The catch, you need a piping bag and a 5 mm nozzle, which I realize a lot of people out there don’t have. I suppose, you could just drop small spoonfuls of the mix and let them spread out in haphazard circles, in fact it might look nice.
Pipping takes practice, lots of it. I don’t have enough myself and whenever I have to pipe something I think of my friend Paulina who used to be the pastry chef at Melrose and Morgan and is now pastry at Ottolenghi in Islington. She would show me how to keep the nozzle flush with the surface and pipe out shapes or lines in swift, steady and decisive movements. Then it would be my turn and my shapes would come looking like a 4 year old’s handwriting, fat, wobbly and terribly askew. She and the whole kitchen would giggle at my attempts before ushering me out of the kitchen and back to my desk.
There are no bells and whistles on these biscuits, just straight forward vanilla. You can use them to scoop out softened ice cream, or server along a baked custard, indulge with a cup of tea or give them to your children when they want a snack (the long shape seems perfect for their little hands). They last for a good two weeks in an air tight container. I took some along to Jordan for Layla and everyone kept reaching into her backpack and snacking on them.
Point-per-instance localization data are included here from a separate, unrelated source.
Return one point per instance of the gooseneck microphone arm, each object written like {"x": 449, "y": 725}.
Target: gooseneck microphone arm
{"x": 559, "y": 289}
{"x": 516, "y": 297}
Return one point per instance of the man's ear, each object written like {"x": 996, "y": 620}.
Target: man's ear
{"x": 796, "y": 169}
There are so many Langues de chat recipes out there, all various ratios of sugar, butter, flour and egg white. My preferred recipe is adapted from Claire Clark’s book Indulge: 100 Perfect Desserts and uses icing sugar instead of caster sugar.
Langues de Chat adapted from Claire Clark
65g butter at room temperature
65g icing sugar
1 small egg white, at room temperature
90g of flour
pinch of salt
1. Pre-heat the oven to 170°C
2. With a wooden spoon, cream the butter, salt and sugar together until light and fluffy.
3. Beat in the egg white and the vanilla essence.
4. Fold in the flour until it is just mixed, don’t overwork it because it will make for tough biscuits.
5. Put the mix into a pipping bag fitted with a 5mm nozzle.
6. Pipe 5 cm lines onto a non stick baking tray leaving space in between the biscuits because they will spread. Keep the nozzle flat on the tray rather than hovering over it to ensure straight lines.
7. Bake for 5-6 minutes. Check after 4 and then watch until they are done. You want them to be slightly golden on the outside but still pale in the centre.
8. Allow to cool on a cookie rack before storing in an airtight container.
For variations, omit the vanilla essence and try lemon or orange zest instead.